E. 4.2 En l'occurrence, les dispositions qui s'appliquent au cas d'espèce n'ont été modifiées que formellement depuis l'entrée en vigueur des nouveaux textes, le 1er janvier 2018. Il n'existe cependant aucun motif d'ordre public ou raison impérieuse justifiant l'applicabilité immédiate du nouveau droit à la situation du recourant. Le principe de la lex mitior ne s'appliquant pas en l'occurrence, il convient de baser le raisonnement juridique sur l'ancien droit, dans la version en vigueur à la date où le recours a été déposé, soit le 1er juin 2017.
E. 5 Le litige s'inscrit dans le cadre juridique suivant.

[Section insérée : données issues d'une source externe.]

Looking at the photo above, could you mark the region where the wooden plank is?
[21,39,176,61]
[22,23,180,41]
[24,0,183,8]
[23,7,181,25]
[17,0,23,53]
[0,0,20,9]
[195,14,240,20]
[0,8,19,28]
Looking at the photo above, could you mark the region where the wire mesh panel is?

E. 5.1 Aux termes de l'art. 20 al. 1 aLIE, la surveillance des installations électriques et de leur bon état d'entretien incombe à l'exploitant (propriétaire, locataire, etc.). Le Conseil fédéral édicte des prescriptions en vue de prévenir les dangers et dommages causés par les installations à faible et fort courant, conformément à l'art. 3 al. 1 aLIE. A teneur de l'art. 3 al. 1 aOIBT, les installations électriques doivent être établies, modifiées, entretenues et contrôlées selon les règles techniques reconnues. Elles ne doivent mettre en danger ni les personnes ni les choses lorsque leur exploitation et leur utilisation sont correctes et si possible, lorsque les règles à ce sujet sont enfreintes de manière prévisible, ou encore en cas de dérangement prévisible. Aux termes de l'art. 4 al. 1 aOIBT, les installations électriques doivent, sauf difficultés extraordinaires, être établies, modifiées et entretenues de façon à ne pas perturber exagérément l'utilisation correcte d'autres installations électriques. Enfin, selon l'art. 5 al. 1 aOIBT, il appartient au propriétaire ou à un représentant désigné par lui de veiller à ce que l'installation électrique réponde en tout temps aux exigences des art. 3 et 4 aOIBT. Dans ce but, l'ordonnance précitée impose notamment un contrôle périodique de l'installation (art. 36 aOIBT).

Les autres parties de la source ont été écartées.